Wednesday, December 03, 2008

Groovy Best Fit Line

An engineer on my team at work asked if I could help with coding an algorithm for calculating a line that best fits a given set of data points. I thought, "what a great excuse to practice some Groovy", and got started right away.

A few Google searches led me to this 10-yr-old page on Regression Functions by Stefan Waner from Hofstra University. Stefan outlined the exact algorithm I was looking for.

Here is my implementation in Groovy:
// Prints the start/end points of a line that best fits 4 sample data points
pts = [[1, 1.5], [2, 1.6], [3, 2.1], [4, 3.0]]
println bestFit(pts)

/**
* Given a set of points, uses a linear regression algorithm to find the start and end points
* of a line that best fits the set of points.
* Returns the two points as [[x1, y1], [x2, y2]].
* The algorithm is from
* http://people.hofstra.edu/stefan_waner/realworld/calctopic1/regression.html.
*/
def bestFit(pts) {
// Find sums of x, y, xy, x^2
n = pts.size()
xSum = pts.collect() {p -> p[0]}.sum()
ySum = pts.collect() {p -> p[1]}.sum()
xySum = pts.collect() {p -> p[0]*p[1]}.sum()
xSqSum = pts.collect() {p -> p[0]*p[0]}.sum()

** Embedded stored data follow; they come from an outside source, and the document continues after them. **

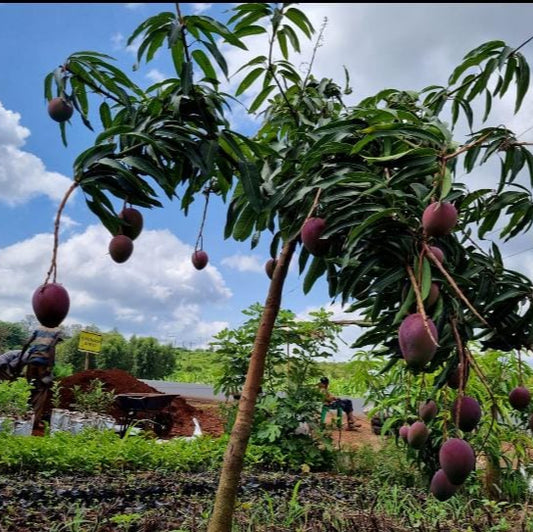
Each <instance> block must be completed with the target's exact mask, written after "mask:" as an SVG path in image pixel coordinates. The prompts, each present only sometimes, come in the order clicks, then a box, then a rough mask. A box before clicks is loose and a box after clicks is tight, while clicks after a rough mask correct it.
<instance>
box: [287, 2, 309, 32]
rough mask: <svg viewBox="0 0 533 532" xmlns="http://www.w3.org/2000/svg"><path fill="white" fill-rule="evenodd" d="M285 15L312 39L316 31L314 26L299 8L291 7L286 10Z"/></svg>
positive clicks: (295, 25) (296, 25) (298, 27)
mask: <svg viewBox="0 0 533 532" xmlns="http://www.w3.org/2000/svg"><path fill="white" fill-rule="evenodd" d="M285 16H286V17H287V18H288V19H289V20H290V21H291V22H292V23H293V24H294V25H295V26H298V28H300V30H301V31H302V32H303V33H304V34H305V36H306V37H307V38H308V39H310V38H311V37H312V35H313V33H314V31H315V30H314V28H313V25H312V24H311V22H309V19H308V18H307V16H306V15H305V14H304V13H302V12H301V11H300V10H299V9H296V8H294V7H291V8H289V9H287V11H285Z"/></svg>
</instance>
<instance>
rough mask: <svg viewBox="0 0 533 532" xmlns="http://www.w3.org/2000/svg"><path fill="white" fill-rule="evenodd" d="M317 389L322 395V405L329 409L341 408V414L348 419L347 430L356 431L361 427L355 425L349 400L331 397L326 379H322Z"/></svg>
mask: <svg viewBox="0 0 533 532" xmlns="http://www.w3.org/2000/svg"><path fill="white" fill-rule="evenodd" d="M318 387H319V389H320V391H321V392H322V394H323V395H324V404H326V405H327V406H328V407H329V408H337V407H339V406H340V407H341V408H342V410H343V412H345V413H346V418H347V419H348V430H356V429H357V428H359V427H360V426H361V424H360V423H357V420H356V419H355V416H354V413H353V404H352V401H351V400H350V399H340V398H339V397H335V396H333V395H332V394H331V393H330V391H329V389H328V388H329V379H328V378H327V377H322V378H321V379H320V383H319V384H318Z"/></svg>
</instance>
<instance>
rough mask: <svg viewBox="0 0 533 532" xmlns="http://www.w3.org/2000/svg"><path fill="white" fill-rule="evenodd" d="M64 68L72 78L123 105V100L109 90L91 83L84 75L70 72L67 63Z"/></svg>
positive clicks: (105, 96) (96, 92)
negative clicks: (81, 81)
mask: <svg viewBox="0 0 533 532" xmlns="http://www.w3.org/2000/svg"><path fill="white" fill-rule="evenodd" d="M64 68H65V70H66V71H67V72H70V74H71V75H72V77H73V78H78V79H80V80H81V81H82V82H83V83H85V85H88V86H89V87H91V88H92V89H93V90H94V91H95V92H96V93H98V94H103V95H104V96H105V97H106V98H109V99H110V100H113V101H114V102H115V103H118V104H120V105H124V102H122V101H121V100H119V99H118V98H117V97H116V96H114V95H113V94H111V93H110V92H107V91H106V90H104V89H102V88H100V87H99V86H98V85H96V84H95V83H93V82H92V81H91V80H90V79H85V77H84V76H82V75H81V74H79V73H78V72H72V70H70V68H69V67H68V65H65V67H64Z"/></svg>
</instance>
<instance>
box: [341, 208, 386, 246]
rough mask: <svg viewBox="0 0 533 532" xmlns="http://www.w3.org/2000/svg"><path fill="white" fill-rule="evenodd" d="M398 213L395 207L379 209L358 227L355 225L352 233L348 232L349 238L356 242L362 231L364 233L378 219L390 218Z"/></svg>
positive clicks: (365, 219) (359, 225)
mask: <svg viewBox="0 0 533 532" xmlns="http://www.w3.org/2000/svg"><path fill="white" fill-rule="evenodd" d="M395 213H396V209H394V208H388V209H383V210H381V211H378V212H376V213H374V214H372V215H370V216H369V217H368V218H366V219H365V220H364V221H363V222H361V223H360V224H358V225H357V226H356V227H354V228H353V229H352V230H351V231H350V233H349V234H348V240H349V241H350V242H354V241H355V240H356V239H357V238H359V236H360V235H361V233H363V232H364V231H365V230H366V229H367V228H368V227H370V226H371V225H372V224H374V223H375V222H377V221H378V220H381V219H382V218H389V217H390V216H392V215H393V214H395Z"/></svg>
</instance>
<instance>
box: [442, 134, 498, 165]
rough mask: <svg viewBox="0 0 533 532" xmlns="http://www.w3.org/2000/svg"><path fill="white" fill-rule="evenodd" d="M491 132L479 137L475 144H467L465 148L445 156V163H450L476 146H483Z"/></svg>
mask: <svg viewBox="0 0 533 532" xmlns="http://www.w3.org/2000/svg"><path fill="white" fill-rule="evenodd" d="M490 135H491V132H489V133H485V135H483V136H482V137H479V138H478V139H477V140H475V141H474V142H471V143H470V144H466V145H465V146H463V147H461V148H459V149H458V150H457V151H454V152H453V153H450V154H448V155H444V156H443V158H442V159H443V161H445V162H446V161H449V160H450V159H453V158H454V157H457V156H458V155H461V153H464V152H465V151H468V150H469V149H470V148H473V147H474V146H475V145H476V144H481V143H482V142H483V141H485V140H486V139H487V138H488V137H490Z"/></svg>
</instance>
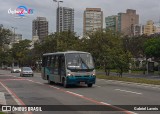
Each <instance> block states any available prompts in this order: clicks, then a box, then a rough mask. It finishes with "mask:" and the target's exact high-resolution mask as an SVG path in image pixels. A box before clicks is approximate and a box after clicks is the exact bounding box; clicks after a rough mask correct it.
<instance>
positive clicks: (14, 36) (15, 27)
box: [12, 27, 17, 42]
mask: <svg viewBox="0 0 160 114" xmlns="http://www.w3.org/2000/svg"><path fill="white" fill-rule="evenodd" d="M12 29H13V35H14V36H13V42H15V39H16V34H15V31H16V29H17V27H12Z"/></svg>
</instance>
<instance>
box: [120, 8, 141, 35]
mask: <svg viewBox="0 0 160 114" xmlns="http://www.w3.org/2000/svg"><path fill="white" fill-rule="evenodd" d="M135 24H139V15H138V14H136V10H133V9H127V11H126V13H118V31H119V32H121V33H123V34H124V35H129V36H133V30H132V29H133V25H135Z"/></svg>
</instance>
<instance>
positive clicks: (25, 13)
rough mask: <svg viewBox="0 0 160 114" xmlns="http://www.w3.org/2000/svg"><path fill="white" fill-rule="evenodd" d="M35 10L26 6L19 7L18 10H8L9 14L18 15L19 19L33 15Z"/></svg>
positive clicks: (20, 6)
mask: <svg viewBox="0 0 160 114" xmlns="http://www.w3.org/2000/svg"><path fill="white" fill-rule="evenodd" d="M33 11H34V10H33V9H31V8H27V7H26V6H18V7H17V8H16V9H14V10H13V9H11V8H10V9H8V14H12V15H16V16H18V17H25V16H26V15H33Z"/></svg>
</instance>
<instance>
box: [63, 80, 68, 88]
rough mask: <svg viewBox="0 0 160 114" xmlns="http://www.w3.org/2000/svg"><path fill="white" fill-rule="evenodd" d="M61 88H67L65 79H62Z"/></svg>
mask: <svg viewBox="0 0 160 114" xmlns="http://www.w3.org/2000/svg"><path fill="white" fill-rule="evenodd" d="M63 87H64V88H67V87H68V84H67V81H66V80H65V79H63Z"/></svg>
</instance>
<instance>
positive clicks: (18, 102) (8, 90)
mask: <svg viewBox="0 0 160 114" xmlns="http://www.w3.org/2000/svg"><path fill="white" fill-rule="evenodd" d="M0 84H1V85H2V86H3V87H4V88H5V89H6V90H7V92H8V93H9V94H10V95H11V96H12V98H13V99H14V100H15V102H16V103H17V104H18V105H23V104H21V103H20V102H19V100H18V99H17V98H16V97H15V96H14V95H13V94H12V93H11V91H10V90H9V89H8V88H7V87H6V86H5V85H3V83H1V82H0Z"/></svg>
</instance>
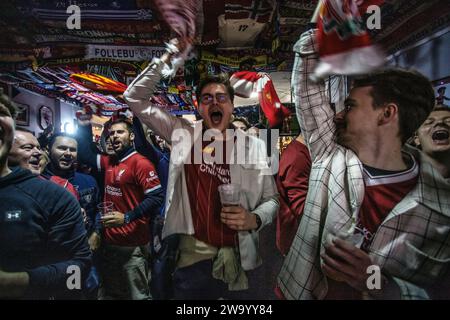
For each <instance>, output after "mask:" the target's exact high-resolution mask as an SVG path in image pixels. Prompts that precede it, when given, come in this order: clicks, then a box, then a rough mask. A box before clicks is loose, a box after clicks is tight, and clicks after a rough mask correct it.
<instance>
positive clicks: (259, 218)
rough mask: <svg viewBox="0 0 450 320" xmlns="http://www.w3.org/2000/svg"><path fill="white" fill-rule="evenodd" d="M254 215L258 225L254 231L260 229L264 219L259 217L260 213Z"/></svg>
mask: <svg viewBox="0 0 450 320" xmlns="http://www.w3.org/2000/svg"><path fill="white" fill-rule="evenodd" d="M254 215H255V217H256V225H257V227H256V229H254V230H253V231H257V230H259V228H261V224H262V221H261V218H260V217H259V215H257V214H256V213H254Z"/></svg>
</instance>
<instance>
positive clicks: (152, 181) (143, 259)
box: [78, 118, 164, 300]
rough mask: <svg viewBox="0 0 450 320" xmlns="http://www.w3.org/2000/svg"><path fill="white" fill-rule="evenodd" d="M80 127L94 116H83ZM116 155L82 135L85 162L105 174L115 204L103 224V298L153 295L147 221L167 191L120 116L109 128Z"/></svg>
mask: <svg viewBox="0 0 450 320" xmlns="http://www.w3.org/2000/svg"><path fill="white" fill-rule="evenodd" d="M79 124H80V125H81V126H86V125H88V124H89V120H83V121H82V120H79ZM109 137H110V140H111V142H112V147H113V149H114V152H115V154H114V155H109V156H108V155H101V154H96V153H93V152H92V150H93V149H92V148H90V147H91V145H90V143H89V141H87V139H79V141H78V144H79V147H80V161H81V162H84V163H87V164H89V165H90V166H93V167H95V166H97V168H98V170H99V171H101V172H103V173H104V174H105V195H104V201H105V202H112V203H113V205H114V208H113V210H112V212H110V213H109V214H108V215H104V216H103V217H102V219H101V221H102V223H103V226H104V227H105V228H104V229H103V234H102V246H101V248H100V252H99V256H100V264H99V271H100V275H101V277H102V283H101V286H100V291H99V298H100V299H133V300H142V299H149V298H150V295H149V286H148V261H147V248H146V246H147V245H148V243H149V240H150V235H149V229H148V221H149V219H150V215H156V214H157V213H158V210H159V208H160V206H161V205H162V199H163V196H164V195H163V193H162V190H161V185H160V182H159V178H158V175H157V174H156V170H155V168H154V166H153V164H152V163H151V162H150V161H149V160H148V159H147V158H145V157H144V156H142V155H141V154H139V153H137V152H136V150H135V148H134V146H133V140H134V133H133V130H132V126H131V124H130V123H129V122H128V121H127V120H125V119H120V118H119V119H118V120H115V121H113V122H112V123H111V125H110V127H109Z"/></svg>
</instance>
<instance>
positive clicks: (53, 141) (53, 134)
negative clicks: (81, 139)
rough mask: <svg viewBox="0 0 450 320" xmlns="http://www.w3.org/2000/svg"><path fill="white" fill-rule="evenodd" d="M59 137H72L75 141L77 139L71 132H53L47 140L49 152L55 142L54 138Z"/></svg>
mask: <svg viewBox="0 0 450 320" xmlns="http://www.w3.org/2000/svg"><path fill="white" fill-rule="evenodd" d="M59 137H66V138H70V139H73V140H75V141H77V139H76V138H75V137H74V136H73V135H71V134H68V133H65V132H58V133H55V134H53V135H52V136H51V137H50V140H49V142H48V151H49V152H51V151H52V147H53V144H54V143H55V142H56V139H57V138H59ZM77 143H78V141H77Z"/></svg>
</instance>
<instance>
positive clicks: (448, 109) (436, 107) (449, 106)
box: [431, 104, 450, 112]
mask: <svg viewBox="0 0 450 320" xmlns="http://www.w3.org/2000/svg"><path fill="white" fill-rule="evenodd" d="M433 111H448V112H450V106H448V105H446V104H437V105H436V106H435V107H434V109H433V110H431V112H433Z"/></svg>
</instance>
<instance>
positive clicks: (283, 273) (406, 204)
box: [278, 30, 450, 299]
mask: <svg viewBox="0 0 450 320" xmlns="http://www.w3.org/2000/svg"><path fill="white" fill-rule="evenodd" d="M294 51H295V52H296V61H295V64H294V69H293V86H294V90H295V91H294V92H295V98H296V107H297V117H298V119H299V123H300V126H301V130H302V133H303V134H304V136H305V141H306V142H307V145H308V148H309V150H310V153H311V158H312V161H313V162H312V170H311V176H310V180H309V181H310V182H309V192H308V196H307V200H306V204H305V210H304V213H303V217H302V220H301V222H300V226H299V228H298V230H297V234H296V236H295V239H294V241H293V244H292V247H291V249H290V251H289V253H288V255H287V256H286V258H285V261H284V263H283V267H282V269H281V271H280V274H279V276H278V286H279V288H280V289H281V291H282V293H283V294H284V296H285V297H286V298H287V299H322V298H324V297H325V296H326V294H327V290H328V285H327V280H326V277H325V276H324V274H323V273H322V271H321V267H320V265H321V260H320V253H321V252H323V251H324V247H323V243H324V239H326V233H327V231H326V230H327V227H328V226H332V225H336V224H345V226H346V228H348V229H349V230H351V228H354V221H355V220H357V215H358V212H359V209H360V207H361V203H362V200H363V197H364V181H363V167H362V163H361V162H360V160H359V159H358V157H357V156H356V154H355V153H354V152H352V151H351V150H349V149H346V148H344V147H342V146H340V145H338V144H336V142H335V127H334V122H333V117H334V113H333V111H332V110H331V108H330V107H329V103H328V97H327V96H326V90H325V85H324V83H323V82H322V83H313V82H312V81H311V80H310V79H309V75H310V74H311V73H313V71H314V67H315V65H316V63H317V55H316V53H315V52H316V50H315V48H314V31H313V30H310V31H307V32H305V33H304V34H303V35H302V36H301V37H300V39H299V41H298V42H297V43H296V44H295V46H294ZM408 152H409V153H410V154H412V155H413V156H414V157H415V159H416V160H417V161H418V163H419V166H420V172H419V178H418V183H417V185H416V186H415V187H414V189H413V190H412V191H411V192H410V193H409V194H408V195H407V196H406V197H405V198H404V199H402V201H400V202H399V203H398V204H397V205H396V206H395V207H394V209H393V210H392V211H391V212H390V213H389V214H388V216H387V217H386V219H385V220H384V221H383V222H382V223H381V225H380V227H379V228H378V230H377V232H376V233H375V235H374V237H373V241H372V243H371V245H370V247H369V255H370V257H371V259H372V261H373V262H374V264H376V265H378V266H380V268H381V270H382V272H383V273H385V274H387V275H388V277H390V278H391V279H392V280H393V281H395V282H396V283H397V284H398V286H399V287H400V289H401V294H402V299H418V298H427V297H428V295H427V290H426V289H427V288H429V287H431V286H433V285H435V284H436V283H440V282H442V279H443V277H448V269H449V265H450V181H449V179H444V178H443V177H442V176H441V175H440V174H439V172H438V171H436V170H435V169H434V168H433V167H432V166H431V164H430V163H429V162H427V160H426V156H425V155H424V154H423V153H421V152H419V151H418V150H416V149H410V150H408Z"/></svg>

// Find m and b such that y = mx + b
// m is the slope of the line and b is the y-intercept
m = (n*xySum - xSum*ySum) / (n*xSqSum - xSum*xSum)
b = (ySum - m*xSum) / n

// Find start and end points based on the left-most and right-most points
x1 = pts.collect() {p -> p[0]}.min()
y1 = m*x1 + b
x2 = pts.collect() {p -> p[0]}.max()
y2 = m*x2 + b

[[x1, y1], [x2, y2]]
}

Running this script prints the following:
[[1, 1.3], [4, 2.8]]


You gotta love Groovy!

1 comment:

mxcoder said...

I googled until found your blog :)
Almost done in JS :)